Oestmann Paula M, Wang Clinton J, Savic Lynn J, Hamm Charlie A, Stark Sophie, Schobert Isabel, Gebauer Bernhard, Schlachter Todd, Lin MingDe, Weinreb Jeffrey C, Batra Ramesh, Mulligan David, Zhang Xuchen, Duncan James S, Chapiro Julius
Department of Radiology and Biomedical Imaging, Yale School of Medicine, 333 Cedar Street, New Haven, CT, 06520, USA.
Institute of Radiology, Berlin Institute of Health, Charité - Universitätsmedizin Berlin, corporate member of Freie Universität Berlin, Humboldt-Universität, 10117, Berlin, Germany.
Eur Radiol. 2021 Jul;31(7):4981-4990. doi: 10.1007/s00330-020-07559-1. Epub 2021 Jan 6.
To train a deep learning model to differentiate between pathologically proven hepatocellular carcinoma (HCC) and non-HCC lesions including lesions with atypical imaging features on MRI.
This IRB-approved retrospective study included 118 patients with 150 lesions (93 (62%) HCC and 57 (38%) non-HCC) pathologically confirmed through biopsies (n = 72), resections (n = 29), liver transplants (n = 46), and autopsies (n = 3).

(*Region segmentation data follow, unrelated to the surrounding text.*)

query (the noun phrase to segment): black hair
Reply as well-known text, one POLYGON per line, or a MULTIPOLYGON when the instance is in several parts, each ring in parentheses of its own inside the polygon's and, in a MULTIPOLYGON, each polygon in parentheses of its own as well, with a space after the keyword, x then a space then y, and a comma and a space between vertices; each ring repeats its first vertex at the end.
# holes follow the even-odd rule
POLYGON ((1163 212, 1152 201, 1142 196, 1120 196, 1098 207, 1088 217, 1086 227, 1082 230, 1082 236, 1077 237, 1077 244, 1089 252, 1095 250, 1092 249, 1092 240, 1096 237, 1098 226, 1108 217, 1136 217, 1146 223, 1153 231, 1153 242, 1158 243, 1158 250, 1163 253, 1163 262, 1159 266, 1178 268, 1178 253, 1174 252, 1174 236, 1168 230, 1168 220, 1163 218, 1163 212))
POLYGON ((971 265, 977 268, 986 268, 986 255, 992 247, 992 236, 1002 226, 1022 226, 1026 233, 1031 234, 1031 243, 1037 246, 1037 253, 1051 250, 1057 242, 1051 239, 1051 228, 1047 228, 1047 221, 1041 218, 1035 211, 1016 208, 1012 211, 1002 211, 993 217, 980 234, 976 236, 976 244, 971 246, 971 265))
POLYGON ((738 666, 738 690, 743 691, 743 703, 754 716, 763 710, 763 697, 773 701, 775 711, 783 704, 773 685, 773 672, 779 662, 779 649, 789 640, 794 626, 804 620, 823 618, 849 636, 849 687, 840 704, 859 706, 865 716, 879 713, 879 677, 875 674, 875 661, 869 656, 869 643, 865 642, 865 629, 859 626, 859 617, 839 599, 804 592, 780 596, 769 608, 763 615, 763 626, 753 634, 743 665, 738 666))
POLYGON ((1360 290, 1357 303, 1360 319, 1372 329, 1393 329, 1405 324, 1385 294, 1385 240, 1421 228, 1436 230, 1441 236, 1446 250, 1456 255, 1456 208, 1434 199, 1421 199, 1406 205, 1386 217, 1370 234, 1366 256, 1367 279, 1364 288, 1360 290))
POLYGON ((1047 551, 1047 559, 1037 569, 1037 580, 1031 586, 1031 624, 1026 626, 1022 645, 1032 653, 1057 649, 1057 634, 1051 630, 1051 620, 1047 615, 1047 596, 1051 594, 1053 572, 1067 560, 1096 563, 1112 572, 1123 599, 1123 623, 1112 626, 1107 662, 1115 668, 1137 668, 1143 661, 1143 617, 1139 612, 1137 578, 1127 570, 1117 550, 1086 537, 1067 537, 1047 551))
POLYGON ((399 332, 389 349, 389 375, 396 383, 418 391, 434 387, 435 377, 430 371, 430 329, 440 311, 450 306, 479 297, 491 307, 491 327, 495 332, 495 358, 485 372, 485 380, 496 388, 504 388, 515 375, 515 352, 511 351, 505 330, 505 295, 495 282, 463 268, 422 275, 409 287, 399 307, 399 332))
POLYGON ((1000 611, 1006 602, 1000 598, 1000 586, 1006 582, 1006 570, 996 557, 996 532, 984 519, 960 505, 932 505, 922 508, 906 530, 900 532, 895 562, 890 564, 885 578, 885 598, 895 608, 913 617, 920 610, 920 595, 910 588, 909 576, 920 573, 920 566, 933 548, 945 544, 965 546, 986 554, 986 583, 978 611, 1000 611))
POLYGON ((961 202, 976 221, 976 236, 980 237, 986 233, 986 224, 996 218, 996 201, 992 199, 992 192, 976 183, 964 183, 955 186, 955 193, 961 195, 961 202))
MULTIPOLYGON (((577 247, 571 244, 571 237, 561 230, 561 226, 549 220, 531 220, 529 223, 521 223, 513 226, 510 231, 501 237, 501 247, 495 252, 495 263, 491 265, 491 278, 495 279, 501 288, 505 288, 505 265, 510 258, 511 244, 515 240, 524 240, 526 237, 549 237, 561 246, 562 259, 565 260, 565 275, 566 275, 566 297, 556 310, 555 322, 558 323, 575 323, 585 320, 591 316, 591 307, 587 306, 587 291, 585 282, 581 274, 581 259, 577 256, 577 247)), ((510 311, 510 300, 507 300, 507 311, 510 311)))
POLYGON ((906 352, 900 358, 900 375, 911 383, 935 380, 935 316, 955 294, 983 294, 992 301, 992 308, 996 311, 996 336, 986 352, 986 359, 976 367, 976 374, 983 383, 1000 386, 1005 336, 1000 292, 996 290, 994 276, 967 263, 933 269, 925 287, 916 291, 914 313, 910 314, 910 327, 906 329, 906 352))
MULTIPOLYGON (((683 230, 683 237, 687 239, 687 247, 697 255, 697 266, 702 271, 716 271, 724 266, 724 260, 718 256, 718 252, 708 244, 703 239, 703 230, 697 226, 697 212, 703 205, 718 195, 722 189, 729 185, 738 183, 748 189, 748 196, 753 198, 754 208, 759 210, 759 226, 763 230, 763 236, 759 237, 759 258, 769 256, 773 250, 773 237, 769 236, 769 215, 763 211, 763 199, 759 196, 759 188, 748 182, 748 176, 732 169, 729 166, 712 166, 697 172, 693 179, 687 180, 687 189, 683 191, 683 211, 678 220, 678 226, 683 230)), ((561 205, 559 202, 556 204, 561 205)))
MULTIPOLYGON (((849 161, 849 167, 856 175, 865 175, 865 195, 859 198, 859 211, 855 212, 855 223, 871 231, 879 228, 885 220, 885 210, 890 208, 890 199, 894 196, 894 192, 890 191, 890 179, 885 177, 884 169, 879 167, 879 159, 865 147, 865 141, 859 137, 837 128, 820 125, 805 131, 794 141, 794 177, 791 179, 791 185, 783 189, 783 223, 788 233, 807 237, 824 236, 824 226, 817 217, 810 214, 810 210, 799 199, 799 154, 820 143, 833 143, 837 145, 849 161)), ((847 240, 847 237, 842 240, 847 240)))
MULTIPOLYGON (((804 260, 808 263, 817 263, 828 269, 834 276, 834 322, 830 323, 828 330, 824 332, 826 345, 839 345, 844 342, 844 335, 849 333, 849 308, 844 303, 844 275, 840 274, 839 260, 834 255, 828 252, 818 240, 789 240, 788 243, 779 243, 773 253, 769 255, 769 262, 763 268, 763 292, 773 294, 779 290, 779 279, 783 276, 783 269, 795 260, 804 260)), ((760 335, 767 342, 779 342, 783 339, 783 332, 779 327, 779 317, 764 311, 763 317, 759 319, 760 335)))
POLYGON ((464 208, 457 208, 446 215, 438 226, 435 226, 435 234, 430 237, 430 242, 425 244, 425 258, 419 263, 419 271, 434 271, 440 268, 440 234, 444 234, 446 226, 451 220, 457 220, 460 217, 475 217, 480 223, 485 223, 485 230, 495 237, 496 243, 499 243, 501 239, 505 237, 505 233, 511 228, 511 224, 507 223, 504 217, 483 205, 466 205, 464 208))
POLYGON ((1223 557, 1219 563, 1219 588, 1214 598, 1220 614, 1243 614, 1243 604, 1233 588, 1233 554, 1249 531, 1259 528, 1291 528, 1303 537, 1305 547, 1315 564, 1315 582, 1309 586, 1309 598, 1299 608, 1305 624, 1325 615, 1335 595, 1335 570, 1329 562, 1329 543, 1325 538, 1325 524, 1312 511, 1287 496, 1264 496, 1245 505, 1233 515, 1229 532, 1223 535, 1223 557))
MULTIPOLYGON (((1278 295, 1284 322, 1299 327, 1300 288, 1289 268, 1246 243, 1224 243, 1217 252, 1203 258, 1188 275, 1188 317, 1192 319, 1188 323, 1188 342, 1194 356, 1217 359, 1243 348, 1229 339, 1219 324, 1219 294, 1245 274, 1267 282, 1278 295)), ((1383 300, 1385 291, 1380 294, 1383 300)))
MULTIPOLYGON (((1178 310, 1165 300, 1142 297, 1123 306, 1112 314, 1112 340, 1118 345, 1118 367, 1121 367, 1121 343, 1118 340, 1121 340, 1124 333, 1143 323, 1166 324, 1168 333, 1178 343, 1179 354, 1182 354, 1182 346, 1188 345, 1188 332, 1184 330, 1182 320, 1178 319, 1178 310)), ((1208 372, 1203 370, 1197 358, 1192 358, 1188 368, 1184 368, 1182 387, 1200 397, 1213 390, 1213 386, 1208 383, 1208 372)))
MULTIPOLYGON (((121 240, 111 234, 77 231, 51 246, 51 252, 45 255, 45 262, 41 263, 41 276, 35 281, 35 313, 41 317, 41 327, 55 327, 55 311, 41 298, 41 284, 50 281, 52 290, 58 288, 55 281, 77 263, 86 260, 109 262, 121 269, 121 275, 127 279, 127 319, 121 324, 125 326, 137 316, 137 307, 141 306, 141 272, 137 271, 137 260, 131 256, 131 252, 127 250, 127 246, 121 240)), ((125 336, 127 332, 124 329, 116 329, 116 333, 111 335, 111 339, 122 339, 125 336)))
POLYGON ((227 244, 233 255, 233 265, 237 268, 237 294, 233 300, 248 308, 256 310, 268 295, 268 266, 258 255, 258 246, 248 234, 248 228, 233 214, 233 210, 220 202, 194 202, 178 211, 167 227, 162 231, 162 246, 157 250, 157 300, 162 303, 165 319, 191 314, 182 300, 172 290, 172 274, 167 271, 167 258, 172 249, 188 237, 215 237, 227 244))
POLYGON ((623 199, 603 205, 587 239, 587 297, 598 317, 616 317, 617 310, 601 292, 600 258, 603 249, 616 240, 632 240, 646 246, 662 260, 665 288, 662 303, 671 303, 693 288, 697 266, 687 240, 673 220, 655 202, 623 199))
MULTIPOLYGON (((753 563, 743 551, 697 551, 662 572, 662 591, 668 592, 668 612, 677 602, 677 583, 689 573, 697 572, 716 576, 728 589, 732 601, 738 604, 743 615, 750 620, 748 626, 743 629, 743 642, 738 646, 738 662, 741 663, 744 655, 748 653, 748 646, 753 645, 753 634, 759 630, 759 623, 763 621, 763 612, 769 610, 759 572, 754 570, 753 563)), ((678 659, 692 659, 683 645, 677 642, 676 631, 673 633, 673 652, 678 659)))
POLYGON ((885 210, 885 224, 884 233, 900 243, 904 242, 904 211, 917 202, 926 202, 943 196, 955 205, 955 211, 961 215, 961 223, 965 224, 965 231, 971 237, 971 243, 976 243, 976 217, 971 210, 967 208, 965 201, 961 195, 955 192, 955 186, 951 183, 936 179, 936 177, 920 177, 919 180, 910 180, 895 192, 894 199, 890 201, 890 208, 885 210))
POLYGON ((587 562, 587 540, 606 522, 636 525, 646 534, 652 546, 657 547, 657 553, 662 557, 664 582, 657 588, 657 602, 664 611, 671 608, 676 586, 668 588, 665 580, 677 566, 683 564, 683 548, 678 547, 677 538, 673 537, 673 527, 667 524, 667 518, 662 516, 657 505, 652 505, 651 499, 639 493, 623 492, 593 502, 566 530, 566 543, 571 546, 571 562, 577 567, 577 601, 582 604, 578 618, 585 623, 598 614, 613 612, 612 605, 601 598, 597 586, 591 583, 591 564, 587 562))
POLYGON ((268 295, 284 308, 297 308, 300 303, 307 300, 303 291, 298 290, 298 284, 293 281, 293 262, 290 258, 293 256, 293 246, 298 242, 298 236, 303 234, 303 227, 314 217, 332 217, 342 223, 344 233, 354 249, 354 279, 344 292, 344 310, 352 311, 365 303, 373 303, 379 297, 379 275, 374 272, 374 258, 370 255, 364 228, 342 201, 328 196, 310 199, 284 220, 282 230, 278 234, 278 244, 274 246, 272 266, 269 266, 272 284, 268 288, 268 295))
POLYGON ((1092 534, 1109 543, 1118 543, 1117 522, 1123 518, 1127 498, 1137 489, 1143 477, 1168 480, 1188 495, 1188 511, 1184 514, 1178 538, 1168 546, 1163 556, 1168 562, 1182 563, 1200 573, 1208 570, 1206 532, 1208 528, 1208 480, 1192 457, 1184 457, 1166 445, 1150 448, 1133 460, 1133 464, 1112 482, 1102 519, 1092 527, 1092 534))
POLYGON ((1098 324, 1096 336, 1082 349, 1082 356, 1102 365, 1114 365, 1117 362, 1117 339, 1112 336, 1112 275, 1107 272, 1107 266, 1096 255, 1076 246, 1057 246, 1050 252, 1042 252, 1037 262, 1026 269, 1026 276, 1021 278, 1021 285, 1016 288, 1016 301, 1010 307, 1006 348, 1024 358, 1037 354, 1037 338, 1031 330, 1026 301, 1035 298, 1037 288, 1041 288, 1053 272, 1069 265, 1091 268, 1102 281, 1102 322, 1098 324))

Forty-seven percent of HCC lesions showed atypical imaging features (not meeting Liver Imaging Reporting and Data System [LI-RADS] criteria for definitive HCC/LR5). A 3D convolutional neural network (CNN) was trained on 140 lesions and tested for its ability to classify the 10 remaining lesions (5 HCC/5 non-HCC). Performance of the model was averaged over 150 runs with random sub-sampling to provide class-balanced test sets. A lesion grading system was developed to demonstrate the similarity between atypical HCC and non-HCC lesions prone to misclassification by the CNN.
The CNN demonstrated an overall accuracy of 87.3%. Sensitivities/specificities for HCC and non-HCC lesions were 92.7%/82.0% and 82.0%/92.7%, respectively. The area under the receiver operating curve was 0.912. CNN's performance was correlated with the lesion grading system, becoming less accurate the more atypical imaging features the lesions showed.
This study provides proof-of-concept for CNN-based classification of both typical- and atypical-appearing HCC lesions on multi-phasic MRI, utilizing pathologically confirmed lesions as "ground truth."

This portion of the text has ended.